Worshipers have different theories for why congregations become small, but many attribute the changes to societal shifts.

"It's a different world today," said Donald Nass, 87, a Southbridge worshiper and a World War II veteran who still wears a patch on his jacket from his Air Force division. "The young people have so much going on. Men and women are both working. And you've got television today. But we really believe in God, and we really believe coming to church is the thing to do."

Mainline Protestant churches in New England often benefit from, and are burdened by, historic buildings that are architecturally significant but costly to maintain. Many of the white steepled churches in the region are now congregations of the United Church of Christ or the Unitarian Universalist Association, and some congregations spend the bulk of their resources maintaining their historic buildings.

Small Protestant congregations are taking a variety of approaches to survive. Many have endowments of more than $1 million that finance their operations. Others raise revenues by leasing steeples for cellphone relays, or basements for day-care centers. And others cut costs by employing a part-time minister.

The worshipers who stay at tiny congregations often say they view their churches as home and the other members as family.
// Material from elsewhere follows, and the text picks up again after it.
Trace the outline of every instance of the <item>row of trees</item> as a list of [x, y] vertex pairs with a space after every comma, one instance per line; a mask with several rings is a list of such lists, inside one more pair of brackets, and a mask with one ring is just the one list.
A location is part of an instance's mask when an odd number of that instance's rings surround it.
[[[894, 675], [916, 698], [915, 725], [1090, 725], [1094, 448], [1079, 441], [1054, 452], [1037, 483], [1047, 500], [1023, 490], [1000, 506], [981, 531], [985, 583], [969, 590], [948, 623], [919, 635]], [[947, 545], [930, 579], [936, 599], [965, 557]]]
In West Roxbury, where eight to 10 people attend Sunday worship at St. Stephen's United Methodist Church, congregants tend to spread themselves out among the pews because, the Rev. Linda Grenfell said, they think it makes the church look more crowded. In Salem, where the First Universalist Society draws 40 to 60 people to a sanctuary that seats 600, the minister has noted that people head to their favorite pews, except in winter, when they take seats that surround a heating grate.

"Every Sunday, I climb that 15-foot pulpit, because that is a tradition that is important for the congregation to maintain," said the minister, the Rev. Marjorie Matty, who sees some signs of success as the congregation tries to rebuild.

"We have talked about meeting in smaller spaces, but I think having an optimistic view of abundance in a climate of scarcity is an important thing, so we meet in the sanctuary," she said. "It's an extravagance we enjoy."